Monday, April 21, 2008
WOWY Ripken
One of my issues under consideration is how to handle the situation when the “without” is alot smaller than the “with”. WOWY(*), as you know looks at a player’s performance with some parameter and without. Let’s take the case of Cal Ripken, and some his pitchers (guys who pitcher predominantly, or totally with the Orioles, with Ripken as his shortstop). One such pitcher is Jeff Ballard. He had some 70 innings without Ripken as his shortstop and 700 with. Normally, I scale the “without” data to the “with” because I want to keep my “with” untouched. I want his actual innings, and outs, and balls in play to reflect his actual totals.
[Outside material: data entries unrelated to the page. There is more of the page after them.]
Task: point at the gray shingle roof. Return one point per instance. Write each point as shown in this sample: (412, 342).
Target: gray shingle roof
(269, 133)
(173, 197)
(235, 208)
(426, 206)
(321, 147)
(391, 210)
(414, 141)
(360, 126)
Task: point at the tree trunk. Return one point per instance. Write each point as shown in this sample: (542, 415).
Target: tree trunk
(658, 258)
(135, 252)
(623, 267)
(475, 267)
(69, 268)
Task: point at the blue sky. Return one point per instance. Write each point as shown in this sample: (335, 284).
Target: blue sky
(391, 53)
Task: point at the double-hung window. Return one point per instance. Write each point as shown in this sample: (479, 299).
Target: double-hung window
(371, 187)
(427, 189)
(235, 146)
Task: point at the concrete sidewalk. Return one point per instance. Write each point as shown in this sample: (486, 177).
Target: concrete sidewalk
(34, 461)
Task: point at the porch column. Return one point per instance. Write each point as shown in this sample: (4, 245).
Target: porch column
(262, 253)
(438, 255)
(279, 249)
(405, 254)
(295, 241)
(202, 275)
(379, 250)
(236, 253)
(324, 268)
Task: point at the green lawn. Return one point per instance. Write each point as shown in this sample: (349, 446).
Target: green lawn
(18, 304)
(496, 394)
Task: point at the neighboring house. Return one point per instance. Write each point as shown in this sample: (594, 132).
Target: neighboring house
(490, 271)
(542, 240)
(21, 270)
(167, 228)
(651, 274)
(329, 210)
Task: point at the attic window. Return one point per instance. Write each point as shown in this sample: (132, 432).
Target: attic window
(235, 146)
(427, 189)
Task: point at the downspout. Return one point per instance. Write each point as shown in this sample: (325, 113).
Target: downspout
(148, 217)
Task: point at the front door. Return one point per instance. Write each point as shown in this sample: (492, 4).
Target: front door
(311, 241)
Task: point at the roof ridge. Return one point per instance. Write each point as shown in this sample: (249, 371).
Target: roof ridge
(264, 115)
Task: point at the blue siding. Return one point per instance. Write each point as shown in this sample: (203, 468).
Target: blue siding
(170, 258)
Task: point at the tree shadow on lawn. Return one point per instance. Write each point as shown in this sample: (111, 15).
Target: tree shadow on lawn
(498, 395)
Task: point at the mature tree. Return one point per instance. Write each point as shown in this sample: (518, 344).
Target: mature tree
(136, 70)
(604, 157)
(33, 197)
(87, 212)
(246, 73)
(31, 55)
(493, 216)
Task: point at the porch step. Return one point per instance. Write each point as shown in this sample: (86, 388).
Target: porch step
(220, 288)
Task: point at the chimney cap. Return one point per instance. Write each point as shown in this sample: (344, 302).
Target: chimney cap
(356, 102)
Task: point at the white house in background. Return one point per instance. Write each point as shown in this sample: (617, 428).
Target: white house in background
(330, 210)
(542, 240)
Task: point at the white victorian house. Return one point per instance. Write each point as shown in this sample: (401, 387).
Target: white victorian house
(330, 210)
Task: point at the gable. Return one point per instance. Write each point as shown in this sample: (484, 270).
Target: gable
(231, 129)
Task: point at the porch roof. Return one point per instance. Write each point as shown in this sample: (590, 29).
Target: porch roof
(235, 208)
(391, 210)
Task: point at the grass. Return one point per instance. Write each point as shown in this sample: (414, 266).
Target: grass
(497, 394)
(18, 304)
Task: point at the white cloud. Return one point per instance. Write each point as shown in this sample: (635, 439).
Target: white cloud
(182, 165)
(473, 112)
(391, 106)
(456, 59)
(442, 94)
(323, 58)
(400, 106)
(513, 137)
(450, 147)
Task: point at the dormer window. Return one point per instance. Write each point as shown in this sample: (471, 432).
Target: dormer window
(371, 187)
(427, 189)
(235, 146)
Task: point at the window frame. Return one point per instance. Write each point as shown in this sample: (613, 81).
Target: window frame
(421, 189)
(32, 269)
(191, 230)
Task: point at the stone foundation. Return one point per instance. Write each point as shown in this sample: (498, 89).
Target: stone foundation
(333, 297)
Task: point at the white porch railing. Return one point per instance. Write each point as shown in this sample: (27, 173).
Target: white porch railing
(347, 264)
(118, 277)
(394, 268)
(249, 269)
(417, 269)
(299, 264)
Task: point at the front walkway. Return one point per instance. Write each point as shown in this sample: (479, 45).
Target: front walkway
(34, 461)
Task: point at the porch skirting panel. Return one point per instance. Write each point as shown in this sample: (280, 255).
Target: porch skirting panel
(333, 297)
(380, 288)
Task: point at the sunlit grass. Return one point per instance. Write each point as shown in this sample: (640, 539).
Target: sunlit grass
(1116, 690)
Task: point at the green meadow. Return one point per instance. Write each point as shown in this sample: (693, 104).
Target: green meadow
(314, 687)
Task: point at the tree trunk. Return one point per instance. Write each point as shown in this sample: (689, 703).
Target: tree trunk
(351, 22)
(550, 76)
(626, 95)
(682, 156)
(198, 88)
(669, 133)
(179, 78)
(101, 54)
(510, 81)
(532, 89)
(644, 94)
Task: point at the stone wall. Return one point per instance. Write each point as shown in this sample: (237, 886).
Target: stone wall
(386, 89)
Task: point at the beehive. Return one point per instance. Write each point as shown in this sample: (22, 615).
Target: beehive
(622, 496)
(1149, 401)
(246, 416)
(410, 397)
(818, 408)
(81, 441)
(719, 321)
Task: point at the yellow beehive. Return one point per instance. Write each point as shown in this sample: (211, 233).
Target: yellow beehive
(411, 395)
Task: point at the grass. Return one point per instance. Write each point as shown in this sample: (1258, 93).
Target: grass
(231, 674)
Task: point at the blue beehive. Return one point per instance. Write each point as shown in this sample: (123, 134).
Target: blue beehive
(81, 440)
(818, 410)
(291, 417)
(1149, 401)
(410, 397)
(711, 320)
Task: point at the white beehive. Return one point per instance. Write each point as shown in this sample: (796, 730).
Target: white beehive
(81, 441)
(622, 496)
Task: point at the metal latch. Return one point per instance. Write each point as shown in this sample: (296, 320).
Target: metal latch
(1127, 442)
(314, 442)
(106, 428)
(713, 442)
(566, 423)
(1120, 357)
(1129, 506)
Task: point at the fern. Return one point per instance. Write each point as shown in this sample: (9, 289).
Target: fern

But, in cases like this, I’m very uncomfortable scaling up by a factor of 10 the “without” data.
I have some options here:
1. Break with what I want, and scale the “with” down to the “without”. That is, allow either one to scale to the other’s lower sample size. Now, instead of adjusting just the without, I’m adjusting both. And the “totals” line of the “with” will not match his actual overall totals. I don’t necessarily like this.
2. Allow the scaling up a certain factor. I’m thinking 4 times. Why 4? I don’t know. I’m thinking at least 2. And I don’t want to go 8 or 10 times. Four sounds reasonable. So, in this case, I can scale up to 280 innings. That still leaves me 420 innings short. So, I either scale down to 280, or do something else.
Andy likes to scale things as 2/(1/70+1/700), so I’d scale both to 127. He’s got statistical theory on his side. That still leaves me with the same basic problem.
3. Fill-in whatever I’m not scaling (that is, the difference between 700 and 127, or between 700 and 280, or between the unscaled 700 and 70), with some fixed average. That average could be the average for the average pitcher that shortstop had that year, or that he had in his career, or the average pitcher in the league that year, or whatever.
What do you guys think?
(*) With Or Without You, or since MGL is a stickler about it: Without or With You ... dude, I need a cool sounding name, and WOWee sounds better than WWOU
I am doing a lot of WOWY (but I call it WWOY so I can call it my own!
), thanks to you (I love the idea). I always use either the Andy method (that is the harmonic mean, I think) or the short-cut, which is to weight by the lesser of the two values. There is little doubt in my mind that that is the best way to do it (either one).
I know you’d LIKE to be able to use the “with” numbers to do the scaling, but that is just not correct.